PURPOSE:
Artificial intelligence (AI) offers considerable promise for retinopathy of prematurity (ROP) screening and diagnosis. The development of deep-learning algorithms to detect the presence of disease may contribute to sufficient screening, early detection, and timely treatment for this preventable blinding disease. This review aimed to systematically examine the literature in AI algorithms in detecting ROP. Specifically, we focused on the performance of deep-learning algorithms through sensitivity, specificity, and area under the receiver operating curve (AUROC) for both the detection and grade of ROP.
METHODS:
We searched Medline OVID, PubMed, Web of Science, and Embase for studies published from January 1, 2012, to September 20, 2021. Studies evaluating the diagnostic performance of deep-learning models based on retinal fundus images with expert ophthalmologists' judgment as reference standard were included. Studies which did not investigate the presence or absence of disease were excluded.

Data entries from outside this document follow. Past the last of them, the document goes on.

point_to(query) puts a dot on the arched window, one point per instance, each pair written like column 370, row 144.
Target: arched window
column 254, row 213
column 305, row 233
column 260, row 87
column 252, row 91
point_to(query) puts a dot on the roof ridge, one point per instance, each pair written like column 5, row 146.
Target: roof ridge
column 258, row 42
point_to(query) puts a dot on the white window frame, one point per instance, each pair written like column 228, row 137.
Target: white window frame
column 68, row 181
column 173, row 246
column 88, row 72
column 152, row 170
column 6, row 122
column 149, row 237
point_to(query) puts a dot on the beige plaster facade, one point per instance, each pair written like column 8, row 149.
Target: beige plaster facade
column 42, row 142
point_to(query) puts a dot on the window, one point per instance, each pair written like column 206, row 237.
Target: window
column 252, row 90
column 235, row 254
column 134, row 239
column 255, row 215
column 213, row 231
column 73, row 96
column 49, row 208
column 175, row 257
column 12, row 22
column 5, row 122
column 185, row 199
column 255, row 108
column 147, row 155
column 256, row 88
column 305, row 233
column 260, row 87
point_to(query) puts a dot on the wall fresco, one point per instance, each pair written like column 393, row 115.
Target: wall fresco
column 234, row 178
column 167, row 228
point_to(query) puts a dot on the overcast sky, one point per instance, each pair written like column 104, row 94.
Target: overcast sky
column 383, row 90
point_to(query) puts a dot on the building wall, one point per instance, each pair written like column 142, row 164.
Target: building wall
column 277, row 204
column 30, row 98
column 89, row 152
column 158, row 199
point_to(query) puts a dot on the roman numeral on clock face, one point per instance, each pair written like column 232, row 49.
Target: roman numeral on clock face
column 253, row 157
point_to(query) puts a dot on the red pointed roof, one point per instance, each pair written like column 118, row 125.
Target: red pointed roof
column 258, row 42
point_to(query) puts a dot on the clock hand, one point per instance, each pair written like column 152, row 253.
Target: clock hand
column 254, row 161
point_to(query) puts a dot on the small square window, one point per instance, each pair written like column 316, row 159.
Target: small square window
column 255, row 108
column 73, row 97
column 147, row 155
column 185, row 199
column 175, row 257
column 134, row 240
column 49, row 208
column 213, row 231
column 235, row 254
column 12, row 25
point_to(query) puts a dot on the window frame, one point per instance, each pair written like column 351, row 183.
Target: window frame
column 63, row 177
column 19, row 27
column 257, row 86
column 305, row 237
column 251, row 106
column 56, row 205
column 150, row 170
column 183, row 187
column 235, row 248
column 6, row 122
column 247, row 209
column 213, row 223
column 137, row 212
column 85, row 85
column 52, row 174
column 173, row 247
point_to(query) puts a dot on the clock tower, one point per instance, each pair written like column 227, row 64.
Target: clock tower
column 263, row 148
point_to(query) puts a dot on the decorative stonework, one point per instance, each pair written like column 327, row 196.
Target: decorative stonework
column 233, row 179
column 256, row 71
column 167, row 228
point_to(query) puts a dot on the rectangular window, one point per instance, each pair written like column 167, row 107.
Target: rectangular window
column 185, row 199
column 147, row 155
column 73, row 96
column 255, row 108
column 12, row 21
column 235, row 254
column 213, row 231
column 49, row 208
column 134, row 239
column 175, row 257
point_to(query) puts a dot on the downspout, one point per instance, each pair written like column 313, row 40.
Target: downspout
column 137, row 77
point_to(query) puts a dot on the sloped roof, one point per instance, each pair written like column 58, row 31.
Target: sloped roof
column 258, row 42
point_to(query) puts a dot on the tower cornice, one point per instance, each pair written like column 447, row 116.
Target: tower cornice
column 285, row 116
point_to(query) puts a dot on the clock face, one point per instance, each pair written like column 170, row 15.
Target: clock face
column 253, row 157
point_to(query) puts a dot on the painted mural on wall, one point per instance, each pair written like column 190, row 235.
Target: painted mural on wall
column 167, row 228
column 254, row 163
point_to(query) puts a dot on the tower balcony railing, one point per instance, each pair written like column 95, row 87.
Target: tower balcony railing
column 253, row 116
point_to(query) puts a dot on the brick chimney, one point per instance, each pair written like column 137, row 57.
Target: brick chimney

Risk of bias was assessed using the QUADAS-2 tool.
RESULTS:
Twelve studies out of the 175 studies identified were included. Five studies measured the performance of detecting the presence of ROP and seven studies determined the presence of plus disease. The average AUROC out of 11 studies was 0.98. The average sensitivity and specificity for detecting ROP was 95.72% and 98.15%, respectively, and for detecting plus disease was 91.13% and 95.92%, respectively.
CONCLUSION:
The diagnostic performance of deep-learning algorithms in published studies was high. Few studies presented externally validated results or compared performance to expert human graders. Large scale prospective validation alongside robust study design could improve future studies.